My father came each night
to tuck me in, creaking down
our hall in work boots
he always wore, laces undone,
the stale mix of Schaefer's
and Pall Malls waking me
into the darkness he lived in,
my mother in bed,
my sister out, him whistling
for hours to Jim Reeves
or listening to news radio.
Years passed like that,
grammar and middle school,
three houses, three dogs
him rising each five A.M.
to wire boats at the Navy Yard,
never telling me what
he thought about those nights
before he tousled my hair
with root-thick fingers
and leaned down to kiss my cheek.


Literary and Historical Notes:

It's the birthday of poet Galway Kinnell, born in Providence, Rhode Island (1927).


It's the birthday of novelist and essayist Reynolds Price, born in Macon, North Carolina (1933).


It's the birthday of poet and novelist Langston Hughes, born in Joplin, Missouri (1902). He went to Columbia University for a year but then he decided that he wanted to learn from the world rather than books. He quit college, hopped a boat to Africa and as soon as the boat left New York Harbor he threw all his college books overboard. He took odd jobs on ships and made his way from Africa to France, Holland, Italy and finally back to the United States.

He got a job working as a busboy in a Washington, D.C. hotel and one day he left three poems he had written next to the plate of the poet Vachel Lindsey. Lindsey loved them and read them to an audience the very next day. Within a few years, Hughes had published his first book of poetry, The Weary Blues (1926).

He got involved in the Harlem Renaissance and he was one of the first African-American poets to embrace the language of lower-class black Americans. In his poem "Laughers" he made a list of what he called "my people": "Dish-washers, / Elevator boys, / Ladies' maids, / Crap-shooters, / Cooks, / Waiters, / Jazzers, / Nurses of Babies, / Loaders of Ships, /Rounders,/ Number writers, / Comedians in Vaudeville / And band-men in circuses—/ Dream-singers all."


It's the birthday of humorist S. J. (Sidney Joseph) Perelman, born in Brooklyn, New York (1904). He started working as a cartoonist when he was in college but he eventually switched to writing humorous essays for various magazines including the New Yorker. When his first collection of essays, Dawn Ginsbergh's Revenge, came out in 1929, Groucho Marx wrote him a letter saying, "From the moment I picked up your book until I put it down, I was convulsed with laughter. Some day I intend reading it."

Groucho persuaded him to come to Hollywood to write screenplays. He worked on Marx Brothers movies such as Monkey Business (1931) and Horse Feathers (1932), but he hated Hollywood. He called it, "a dreary industrial town controlled by hoodlums of enormous wealth, the ethical sense of a pack of jackals, and a taste so degraded that it befouled everything it touched."

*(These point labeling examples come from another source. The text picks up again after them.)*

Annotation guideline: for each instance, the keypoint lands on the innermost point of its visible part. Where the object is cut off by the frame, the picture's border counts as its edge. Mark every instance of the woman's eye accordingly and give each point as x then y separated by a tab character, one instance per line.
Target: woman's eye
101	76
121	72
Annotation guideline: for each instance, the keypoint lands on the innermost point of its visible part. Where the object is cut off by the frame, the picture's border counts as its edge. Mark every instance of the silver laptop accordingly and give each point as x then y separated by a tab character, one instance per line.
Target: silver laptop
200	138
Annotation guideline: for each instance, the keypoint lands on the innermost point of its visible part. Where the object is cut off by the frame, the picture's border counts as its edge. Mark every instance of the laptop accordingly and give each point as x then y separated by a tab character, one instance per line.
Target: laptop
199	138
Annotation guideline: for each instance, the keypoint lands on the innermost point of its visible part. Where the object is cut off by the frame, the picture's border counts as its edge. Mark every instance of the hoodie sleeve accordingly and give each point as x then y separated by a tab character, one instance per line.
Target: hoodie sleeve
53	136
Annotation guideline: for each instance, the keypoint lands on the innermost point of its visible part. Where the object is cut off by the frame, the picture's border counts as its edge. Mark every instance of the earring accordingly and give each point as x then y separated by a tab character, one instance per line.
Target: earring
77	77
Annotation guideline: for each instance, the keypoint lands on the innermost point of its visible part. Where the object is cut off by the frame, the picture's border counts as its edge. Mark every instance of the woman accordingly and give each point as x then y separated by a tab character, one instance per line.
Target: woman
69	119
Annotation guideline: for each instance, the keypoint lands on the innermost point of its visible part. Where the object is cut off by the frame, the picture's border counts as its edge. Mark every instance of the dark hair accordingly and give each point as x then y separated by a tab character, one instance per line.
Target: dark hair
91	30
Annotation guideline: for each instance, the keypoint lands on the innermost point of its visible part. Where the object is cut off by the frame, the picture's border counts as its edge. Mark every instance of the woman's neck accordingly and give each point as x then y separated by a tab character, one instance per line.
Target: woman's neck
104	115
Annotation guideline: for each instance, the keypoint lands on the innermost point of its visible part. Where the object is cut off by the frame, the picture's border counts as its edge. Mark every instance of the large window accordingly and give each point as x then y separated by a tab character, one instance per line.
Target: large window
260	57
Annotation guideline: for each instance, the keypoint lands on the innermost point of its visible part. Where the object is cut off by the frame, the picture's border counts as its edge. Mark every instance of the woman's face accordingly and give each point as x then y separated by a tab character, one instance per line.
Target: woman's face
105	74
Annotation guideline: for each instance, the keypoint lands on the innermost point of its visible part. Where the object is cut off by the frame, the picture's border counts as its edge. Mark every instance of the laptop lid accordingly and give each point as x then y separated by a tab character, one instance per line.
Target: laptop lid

He eventually went back to writing essays for the New Yorker and published many collections, including The Ill-Tempered Clavichord (1952) and Chicken Inspector No. 23 (1966).

One of his essays begins, "I guess I'm just an old mad scientist at bottom. Give me an underground laboratory, half a dozen atom-smashers, and a beautiful girl in a diaphanous veil waiting to be turned into a chimpanzee, and I care not who writes the nation's laws."

He said, "For me [humor's] chief merit is the use of the unexpected, the glancing allusion, the deflation of pomposity, the constant repetition of one's helplessness in a majority of situations."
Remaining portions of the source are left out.